Langer designed an old monastery to entirely replicate 1959 from radio programs to assigned clothes to house decor – twenty-two years later. She then brought in two groups of men in their 70s and 80s to live in the fully historical residence for five days. One group was told to live among the memorabilia but be in the present day. The other group was instructed to “inhabit” the time period reflected in the design – to live as if they were twenty-two years younger in those years.
Without even mirrors or contemporary photos of themselves, the setting and activities steeped subjects in memories of their lives twenty-two years prior. Likewise, the subjects were treated as they would’ve been those decades prior with expectations to perform their own physical duties – including luggage carrying. The only difference was intention – to observe and reminisce versus to imagine and relive. Five days doesn’t sound like much – particularly for a scientific experiment, but five days of the carefully constructed immersion was enough to yield remarkable results.

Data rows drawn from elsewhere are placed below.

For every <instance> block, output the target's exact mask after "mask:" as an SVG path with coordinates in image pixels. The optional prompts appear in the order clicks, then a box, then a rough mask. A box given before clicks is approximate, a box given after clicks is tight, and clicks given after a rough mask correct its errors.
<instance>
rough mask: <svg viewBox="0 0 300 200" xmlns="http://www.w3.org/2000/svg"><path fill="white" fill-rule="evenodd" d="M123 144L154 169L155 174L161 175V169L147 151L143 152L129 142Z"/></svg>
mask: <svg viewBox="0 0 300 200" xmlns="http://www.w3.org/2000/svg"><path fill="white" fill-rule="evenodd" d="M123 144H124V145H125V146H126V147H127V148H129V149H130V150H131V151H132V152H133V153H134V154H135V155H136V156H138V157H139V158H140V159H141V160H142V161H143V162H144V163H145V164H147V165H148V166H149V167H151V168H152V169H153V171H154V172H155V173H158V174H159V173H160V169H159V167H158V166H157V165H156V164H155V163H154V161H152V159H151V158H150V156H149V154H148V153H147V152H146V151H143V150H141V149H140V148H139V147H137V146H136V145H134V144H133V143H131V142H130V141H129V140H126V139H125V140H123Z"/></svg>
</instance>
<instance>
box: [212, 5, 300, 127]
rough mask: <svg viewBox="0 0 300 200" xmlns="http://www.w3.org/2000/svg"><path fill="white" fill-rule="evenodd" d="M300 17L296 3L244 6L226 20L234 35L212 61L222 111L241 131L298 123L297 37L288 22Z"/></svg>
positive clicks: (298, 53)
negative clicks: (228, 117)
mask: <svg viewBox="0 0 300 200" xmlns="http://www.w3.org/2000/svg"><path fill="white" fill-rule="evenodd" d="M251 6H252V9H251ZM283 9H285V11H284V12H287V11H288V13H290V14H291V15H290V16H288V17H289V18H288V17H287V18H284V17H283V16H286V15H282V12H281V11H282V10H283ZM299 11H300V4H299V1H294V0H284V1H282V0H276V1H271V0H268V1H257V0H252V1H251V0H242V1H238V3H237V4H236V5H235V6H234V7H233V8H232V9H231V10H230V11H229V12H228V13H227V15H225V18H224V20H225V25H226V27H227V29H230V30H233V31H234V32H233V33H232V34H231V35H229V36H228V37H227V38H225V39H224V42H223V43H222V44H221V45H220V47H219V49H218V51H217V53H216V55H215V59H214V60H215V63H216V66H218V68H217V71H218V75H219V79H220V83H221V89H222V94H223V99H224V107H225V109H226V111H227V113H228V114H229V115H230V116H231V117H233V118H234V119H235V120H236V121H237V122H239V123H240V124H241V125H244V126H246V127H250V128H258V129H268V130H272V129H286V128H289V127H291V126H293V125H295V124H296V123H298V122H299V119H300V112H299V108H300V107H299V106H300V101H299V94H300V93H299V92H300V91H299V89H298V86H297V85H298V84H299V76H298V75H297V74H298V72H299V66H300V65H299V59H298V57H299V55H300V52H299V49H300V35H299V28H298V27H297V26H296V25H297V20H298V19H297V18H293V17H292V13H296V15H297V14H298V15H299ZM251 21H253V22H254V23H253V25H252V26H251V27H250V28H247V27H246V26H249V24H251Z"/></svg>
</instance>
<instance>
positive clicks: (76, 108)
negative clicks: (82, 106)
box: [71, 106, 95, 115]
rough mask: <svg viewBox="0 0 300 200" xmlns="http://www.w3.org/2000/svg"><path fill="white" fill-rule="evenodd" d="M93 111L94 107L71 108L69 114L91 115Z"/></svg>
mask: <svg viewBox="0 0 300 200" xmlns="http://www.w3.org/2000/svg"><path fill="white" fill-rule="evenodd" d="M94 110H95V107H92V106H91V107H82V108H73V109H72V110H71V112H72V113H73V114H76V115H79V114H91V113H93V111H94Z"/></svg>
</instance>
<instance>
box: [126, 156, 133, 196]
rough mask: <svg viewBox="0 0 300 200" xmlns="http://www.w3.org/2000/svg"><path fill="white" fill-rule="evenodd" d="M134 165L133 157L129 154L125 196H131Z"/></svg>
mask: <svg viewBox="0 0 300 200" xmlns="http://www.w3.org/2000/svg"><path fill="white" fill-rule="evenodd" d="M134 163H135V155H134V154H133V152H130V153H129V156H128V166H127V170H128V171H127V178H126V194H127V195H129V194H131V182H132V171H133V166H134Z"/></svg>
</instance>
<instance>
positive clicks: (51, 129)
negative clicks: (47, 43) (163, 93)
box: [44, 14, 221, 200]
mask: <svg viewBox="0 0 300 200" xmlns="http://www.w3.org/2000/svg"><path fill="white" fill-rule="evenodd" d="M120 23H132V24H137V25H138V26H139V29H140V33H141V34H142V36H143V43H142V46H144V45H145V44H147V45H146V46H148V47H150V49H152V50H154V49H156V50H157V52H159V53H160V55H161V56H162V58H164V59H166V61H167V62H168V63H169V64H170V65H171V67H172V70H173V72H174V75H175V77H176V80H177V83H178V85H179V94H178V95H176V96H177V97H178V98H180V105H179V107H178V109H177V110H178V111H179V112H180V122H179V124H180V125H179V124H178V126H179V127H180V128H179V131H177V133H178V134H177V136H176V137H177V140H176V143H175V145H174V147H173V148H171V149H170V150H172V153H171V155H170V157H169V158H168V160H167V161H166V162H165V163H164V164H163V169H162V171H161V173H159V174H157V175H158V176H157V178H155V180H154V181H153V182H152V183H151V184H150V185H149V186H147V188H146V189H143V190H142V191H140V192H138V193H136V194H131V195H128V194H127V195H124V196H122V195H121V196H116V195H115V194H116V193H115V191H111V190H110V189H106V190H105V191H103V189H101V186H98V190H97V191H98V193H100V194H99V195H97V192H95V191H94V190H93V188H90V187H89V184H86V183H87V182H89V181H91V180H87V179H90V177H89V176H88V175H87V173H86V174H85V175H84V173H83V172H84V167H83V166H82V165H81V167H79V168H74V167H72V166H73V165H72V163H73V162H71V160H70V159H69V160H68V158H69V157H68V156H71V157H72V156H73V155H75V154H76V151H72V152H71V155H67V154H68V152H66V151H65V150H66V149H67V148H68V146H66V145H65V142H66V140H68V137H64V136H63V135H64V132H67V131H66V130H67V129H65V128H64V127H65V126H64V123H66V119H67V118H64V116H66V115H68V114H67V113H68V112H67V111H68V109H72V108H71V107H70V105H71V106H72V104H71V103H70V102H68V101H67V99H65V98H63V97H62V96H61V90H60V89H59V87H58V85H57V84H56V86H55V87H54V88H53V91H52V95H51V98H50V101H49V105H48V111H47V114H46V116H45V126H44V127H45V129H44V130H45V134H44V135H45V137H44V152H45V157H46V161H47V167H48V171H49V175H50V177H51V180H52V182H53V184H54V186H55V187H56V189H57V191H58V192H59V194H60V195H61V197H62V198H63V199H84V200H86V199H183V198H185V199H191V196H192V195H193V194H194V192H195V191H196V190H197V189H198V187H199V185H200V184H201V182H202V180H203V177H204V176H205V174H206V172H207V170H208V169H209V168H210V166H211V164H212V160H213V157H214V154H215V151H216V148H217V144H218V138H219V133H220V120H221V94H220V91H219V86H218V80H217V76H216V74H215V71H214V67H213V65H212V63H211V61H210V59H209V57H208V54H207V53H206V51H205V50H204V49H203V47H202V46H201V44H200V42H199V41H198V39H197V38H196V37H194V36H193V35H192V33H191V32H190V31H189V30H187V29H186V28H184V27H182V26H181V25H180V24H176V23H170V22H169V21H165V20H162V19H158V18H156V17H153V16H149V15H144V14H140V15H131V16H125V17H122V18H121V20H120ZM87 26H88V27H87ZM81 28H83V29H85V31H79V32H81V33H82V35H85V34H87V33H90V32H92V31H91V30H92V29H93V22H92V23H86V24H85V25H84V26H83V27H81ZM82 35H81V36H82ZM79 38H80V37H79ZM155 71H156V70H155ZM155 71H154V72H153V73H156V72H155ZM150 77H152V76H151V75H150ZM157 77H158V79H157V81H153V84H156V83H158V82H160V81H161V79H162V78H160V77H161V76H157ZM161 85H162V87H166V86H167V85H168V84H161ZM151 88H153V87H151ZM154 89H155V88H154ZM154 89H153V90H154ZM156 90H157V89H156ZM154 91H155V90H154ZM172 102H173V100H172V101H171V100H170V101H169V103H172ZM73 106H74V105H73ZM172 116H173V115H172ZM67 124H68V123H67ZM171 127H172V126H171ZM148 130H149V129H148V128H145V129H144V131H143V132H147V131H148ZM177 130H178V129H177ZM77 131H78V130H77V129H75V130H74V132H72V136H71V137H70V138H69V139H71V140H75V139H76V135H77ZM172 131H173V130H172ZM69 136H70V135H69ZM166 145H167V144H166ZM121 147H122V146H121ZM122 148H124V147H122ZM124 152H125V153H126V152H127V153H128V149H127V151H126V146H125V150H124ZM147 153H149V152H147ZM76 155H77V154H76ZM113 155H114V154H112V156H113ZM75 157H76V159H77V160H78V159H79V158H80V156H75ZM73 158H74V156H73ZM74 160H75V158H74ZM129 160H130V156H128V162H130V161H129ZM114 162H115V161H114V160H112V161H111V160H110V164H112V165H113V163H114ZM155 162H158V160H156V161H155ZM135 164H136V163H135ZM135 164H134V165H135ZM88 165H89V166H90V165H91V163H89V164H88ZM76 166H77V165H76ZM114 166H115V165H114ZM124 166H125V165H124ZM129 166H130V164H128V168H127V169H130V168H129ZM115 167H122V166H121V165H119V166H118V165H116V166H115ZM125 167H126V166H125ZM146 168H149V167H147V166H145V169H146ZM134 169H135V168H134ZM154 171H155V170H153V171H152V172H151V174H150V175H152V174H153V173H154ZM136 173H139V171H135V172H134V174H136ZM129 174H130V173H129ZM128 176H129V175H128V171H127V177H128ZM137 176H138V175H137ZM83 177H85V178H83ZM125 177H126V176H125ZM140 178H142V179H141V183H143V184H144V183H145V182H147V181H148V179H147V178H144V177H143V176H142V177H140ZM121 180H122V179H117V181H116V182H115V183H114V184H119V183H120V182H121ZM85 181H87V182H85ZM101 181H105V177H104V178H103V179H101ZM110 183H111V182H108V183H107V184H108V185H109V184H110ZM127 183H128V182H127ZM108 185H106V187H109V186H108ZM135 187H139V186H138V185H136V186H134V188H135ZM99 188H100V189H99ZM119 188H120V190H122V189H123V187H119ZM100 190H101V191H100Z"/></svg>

This immersion, Langer and her team believed, would serve as a powerful “prime” to shift the participants’ thinking, allowing their bodies to then respond in the direction of de-aging. Among the changes observed or noted after those five pivotal days were improved strength, flexibility manual dexterity, better posture, suppler and younger appearance (as determined by independent observers) and other across the board improvements in both groups. The second group asked to inhabit the historical time and stage of life, however, demonstrated superior performance on a number of measures compared to the other “control” group, including better vision. Some had stopped using their canes. At one point they played a game of touch football.
Whether it’s Langer’s studies, meditation research or placebo/nocebo scenarios, the results of these explorations into the mind-body connection – or maybe continuum – gives us food for thought. We are, to a large extent, the age we believe we are. The healthier and more capable we perceive ourselves to be, the more we’ll become that. The more we feel cared for (whether by therapeutic intervention, positive doctor-patient relationship or support group participation), the better our well-being.
While our thoughts may not overturn every physiological circumstance, we underestimate the potential of reframing our experience. With good choices in addition to positive thinking, we maximize our capacity to create a vitality-filled life – within and without.
Thanks for reading, everyone. What are your thoughts on the mind-body interchange? Have you experienced its relevance in your health? Have a good end to the week.